A surprisingly smooth change in leadership/a note on free agency

Paul Konerko has only officially been the team captain since 2006, but has been dominating the locker room in non-dominant fashion for at least a year longer. His demure and honest post-game interviews, ceaseless personal accountability, slavish devotion to routine and labor, and perhaps most memorably, public self-flagellation have been such steady elements of White Sox culture that part of processing his retirement has been imagining a non-Konerko leadership. Compared to the Konerkocracy, every clubhouse seems like Brohio. Should we go to Brohio? It's the question of a generation.

Now it looks more like they can just replicate the same vibe by committee. Abreu, who came to Chicago a complete unknown save for the iridescent suit he wore to his contract signing, has earned the Konerko seal of approval for his labor-intensive approach, and is ready, willing and able--quietly and unobtrusively, of course--to take up the mantle.
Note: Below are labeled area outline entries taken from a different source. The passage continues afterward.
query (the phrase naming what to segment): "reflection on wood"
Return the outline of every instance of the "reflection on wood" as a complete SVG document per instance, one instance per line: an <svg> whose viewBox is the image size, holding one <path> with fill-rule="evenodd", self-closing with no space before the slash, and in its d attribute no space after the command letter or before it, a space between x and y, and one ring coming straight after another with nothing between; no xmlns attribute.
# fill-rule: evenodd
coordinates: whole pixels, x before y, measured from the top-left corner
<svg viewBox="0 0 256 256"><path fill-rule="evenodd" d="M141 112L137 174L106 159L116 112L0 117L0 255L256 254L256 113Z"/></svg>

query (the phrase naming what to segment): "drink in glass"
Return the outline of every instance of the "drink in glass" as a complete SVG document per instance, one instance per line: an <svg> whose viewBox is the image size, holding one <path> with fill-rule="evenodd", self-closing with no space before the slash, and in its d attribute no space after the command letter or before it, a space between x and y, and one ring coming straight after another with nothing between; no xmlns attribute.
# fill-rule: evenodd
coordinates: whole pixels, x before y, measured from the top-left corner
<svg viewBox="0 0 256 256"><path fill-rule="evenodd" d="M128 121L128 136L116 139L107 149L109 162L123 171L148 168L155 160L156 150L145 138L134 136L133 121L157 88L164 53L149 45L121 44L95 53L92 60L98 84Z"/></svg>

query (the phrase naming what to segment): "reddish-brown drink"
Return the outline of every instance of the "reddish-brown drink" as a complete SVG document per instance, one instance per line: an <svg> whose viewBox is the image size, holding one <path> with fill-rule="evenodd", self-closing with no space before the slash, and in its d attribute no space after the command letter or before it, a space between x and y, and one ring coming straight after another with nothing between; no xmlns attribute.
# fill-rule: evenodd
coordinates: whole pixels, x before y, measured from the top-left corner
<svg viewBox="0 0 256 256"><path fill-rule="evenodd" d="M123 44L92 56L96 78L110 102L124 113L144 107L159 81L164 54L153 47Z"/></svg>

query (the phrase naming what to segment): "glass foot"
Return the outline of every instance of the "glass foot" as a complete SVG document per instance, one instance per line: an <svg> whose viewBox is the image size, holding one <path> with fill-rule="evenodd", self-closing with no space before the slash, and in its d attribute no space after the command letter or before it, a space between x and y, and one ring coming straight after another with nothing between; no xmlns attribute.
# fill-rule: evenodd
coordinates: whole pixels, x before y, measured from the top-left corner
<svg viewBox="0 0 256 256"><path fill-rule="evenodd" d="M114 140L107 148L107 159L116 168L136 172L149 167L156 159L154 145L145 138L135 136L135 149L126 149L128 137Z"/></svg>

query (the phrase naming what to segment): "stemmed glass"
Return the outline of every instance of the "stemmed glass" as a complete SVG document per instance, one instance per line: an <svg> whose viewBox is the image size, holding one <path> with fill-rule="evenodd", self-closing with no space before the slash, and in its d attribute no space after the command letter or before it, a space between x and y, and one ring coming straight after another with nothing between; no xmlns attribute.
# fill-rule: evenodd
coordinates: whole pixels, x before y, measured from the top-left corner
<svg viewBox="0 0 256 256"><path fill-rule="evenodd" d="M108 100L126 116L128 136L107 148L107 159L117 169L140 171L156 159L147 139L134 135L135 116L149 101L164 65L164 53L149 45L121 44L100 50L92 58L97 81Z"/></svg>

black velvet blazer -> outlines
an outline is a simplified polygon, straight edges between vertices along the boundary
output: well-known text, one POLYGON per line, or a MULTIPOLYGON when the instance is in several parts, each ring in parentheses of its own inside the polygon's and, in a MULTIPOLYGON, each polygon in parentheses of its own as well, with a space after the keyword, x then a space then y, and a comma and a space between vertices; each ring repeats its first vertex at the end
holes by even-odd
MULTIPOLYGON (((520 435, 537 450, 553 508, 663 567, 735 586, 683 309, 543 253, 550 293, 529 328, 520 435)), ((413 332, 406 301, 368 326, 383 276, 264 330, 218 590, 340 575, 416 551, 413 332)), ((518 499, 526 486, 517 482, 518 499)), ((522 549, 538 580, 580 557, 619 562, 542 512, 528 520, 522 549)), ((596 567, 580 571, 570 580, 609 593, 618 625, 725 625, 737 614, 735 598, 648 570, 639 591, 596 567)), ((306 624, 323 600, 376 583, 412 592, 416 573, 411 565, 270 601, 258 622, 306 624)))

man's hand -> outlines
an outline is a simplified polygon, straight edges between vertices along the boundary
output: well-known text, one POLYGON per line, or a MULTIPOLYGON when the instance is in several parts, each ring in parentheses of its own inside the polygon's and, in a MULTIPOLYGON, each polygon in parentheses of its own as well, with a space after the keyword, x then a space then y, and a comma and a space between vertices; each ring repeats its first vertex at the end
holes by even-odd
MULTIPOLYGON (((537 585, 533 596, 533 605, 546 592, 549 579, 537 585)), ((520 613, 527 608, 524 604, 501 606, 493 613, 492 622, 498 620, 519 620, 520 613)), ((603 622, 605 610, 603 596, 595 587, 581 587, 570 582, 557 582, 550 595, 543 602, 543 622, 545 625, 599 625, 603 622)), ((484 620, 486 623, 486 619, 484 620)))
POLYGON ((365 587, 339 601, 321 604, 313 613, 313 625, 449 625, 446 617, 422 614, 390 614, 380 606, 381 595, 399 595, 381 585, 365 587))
“You just want him to be a good guy. I learned that with him right way. He’s a good person, he’s an extremely hard worker, so it makes it a heck of a lot easier to know that it’s getting passed on to somebody who will do right by it.”
— Konerko to Anthony Castrovince

With Abreu in tow, whose favorite activities seem to center around "time with the wife' and exorbitant special contract requests include "singing the national anthem," the Sox have the man to humbly and unassumingly guide them through the next half-decade. He smoothly compliments Sale, who already had Disconcerting Self-Flagellation all well and covered.

Konerko roster spot quips aside--we really have to recalculate this Abreu guy's value if he requires a personal mentor on the 25-man--but the affirmation of "I thank God for the opportunity to have him on the team," is not a light one. As ready as I was for a shift from a White Sox aesthetic that lacked the success to justify its self-seriousness, the White Sox continue to come the closest to a seemingly impossible feat in modern-day professional sports: maintaining an identity.

For something completely different

Dovetailing off a point made in yesterday's podcast, Tyler Flowers is attracting attention to himself to deflect attention from himself later. After homering twice in almost absurdly dramatic fashion Monday night, Flowers has dragged his batting line up to .247/.304/.402, for a 96 wRC+. We do well to not assess a player's value at what's likely to be his absolute high point of the month, but with 19 games left and two other catchers on the roster, he's in all likelihood going to end the season with a batting line that doesn't call out for immediate help.

Rick Hahn, while sitting atop a pile of freed up cash for 2015, expressed the White Sox attack plan thusly:

We’ll have to decide based on the options available to us whether it makes sense to invest heavily in one or two targets or try to spread it around between a half-dozen or so.
— As told to Daryl Van Schouwen

Basically, if you want fun, big-ticket signings, the Sox need to be able to free themselves of waste-of-time errands like 'finding a not-terrible catcher' along with 'paying for a closer' (which they might have to do) and 'finding two starters' which they likely hope to mitigate with Carlos Rodon.  There are a ton of red flags with Flowers' performance, and we've discussed them, but the Sox have a long list of to-do items, and finding an upgrade at catcher is looking increasingly optional.